The newest entrant in the race, Simsbury First Selectwoman Mary Glassman, said her idea is “regional cooperation”: more state incentives to cities and towns to regionalize services like emergency dispatching.
“The next big idea,” offered Susan Bysiewicz, the current secretary of the state, “is just getting back to basics. I don’t think there is one silver bullet or some secret formula to fixing the state. I think we need a leader who’s going to work hard, somebody who’s going to make tough decisions, and someone who will build consensus and get things done. It’s not going to be easy. It’s going to require some shared sacrifices to make this happen on everybody’s part.”
“My big idea: ‘Let’s get back on offense,’” said Democrat Ned Lamont.
Lamont said he’d have Connecticut aggressively recruit businesses from other states.

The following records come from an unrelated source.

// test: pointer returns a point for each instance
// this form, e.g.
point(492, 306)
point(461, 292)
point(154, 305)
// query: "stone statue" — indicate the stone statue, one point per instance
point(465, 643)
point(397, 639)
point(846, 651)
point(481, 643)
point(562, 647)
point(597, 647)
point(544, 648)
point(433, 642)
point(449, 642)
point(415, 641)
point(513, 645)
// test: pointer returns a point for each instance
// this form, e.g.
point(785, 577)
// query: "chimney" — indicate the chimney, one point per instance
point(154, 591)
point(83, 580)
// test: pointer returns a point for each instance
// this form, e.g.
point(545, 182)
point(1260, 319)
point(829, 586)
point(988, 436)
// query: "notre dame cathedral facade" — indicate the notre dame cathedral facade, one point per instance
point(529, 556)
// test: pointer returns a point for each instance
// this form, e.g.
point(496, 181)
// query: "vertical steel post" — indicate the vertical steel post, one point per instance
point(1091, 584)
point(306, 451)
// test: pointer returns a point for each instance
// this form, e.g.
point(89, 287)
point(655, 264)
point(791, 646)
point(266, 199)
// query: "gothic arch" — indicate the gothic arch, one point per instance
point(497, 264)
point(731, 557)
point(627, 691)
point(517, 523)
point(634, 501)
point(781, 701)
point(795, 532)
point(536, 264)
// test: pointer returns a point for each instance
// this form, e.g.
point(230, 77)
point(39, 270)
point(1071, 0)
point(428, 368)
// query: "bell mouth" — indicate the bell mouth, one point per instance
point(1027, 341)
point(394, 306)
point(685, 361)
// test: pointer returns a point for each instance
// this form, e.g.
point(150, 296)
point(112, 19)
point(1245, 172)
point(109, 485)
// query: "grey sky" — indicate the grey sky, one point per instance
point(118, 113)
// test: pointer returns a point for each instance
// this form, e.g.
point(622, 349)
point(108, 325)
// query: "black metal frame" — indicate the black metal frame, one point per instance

“Young people are getting poached away out of state. Businesses are leaving,” he said. “Let’s tell life sciences and green tech why they want to be in Connecticut. Other states are poaching our businesses. We’re going to go out there to get jobs to relocate here, just as they did in Research Triangle and Route 128 and Silicon Valley.”
One candidate who offered a detailed big idea is running for lieutenant governor, not governor.
That candidate, Kevin Lembo (pictured), said state government would “easily” save $1 billion — and deliver better care for people — by combining all its different health insurance programs into one purchasing pool with one formulary, or list of approved medications.
“We can’t continue to spend $7 to $8 billion in seven or eight different ways,” Lembo argued. “Taxpayers rely on us to do that in a more thoughtful way.”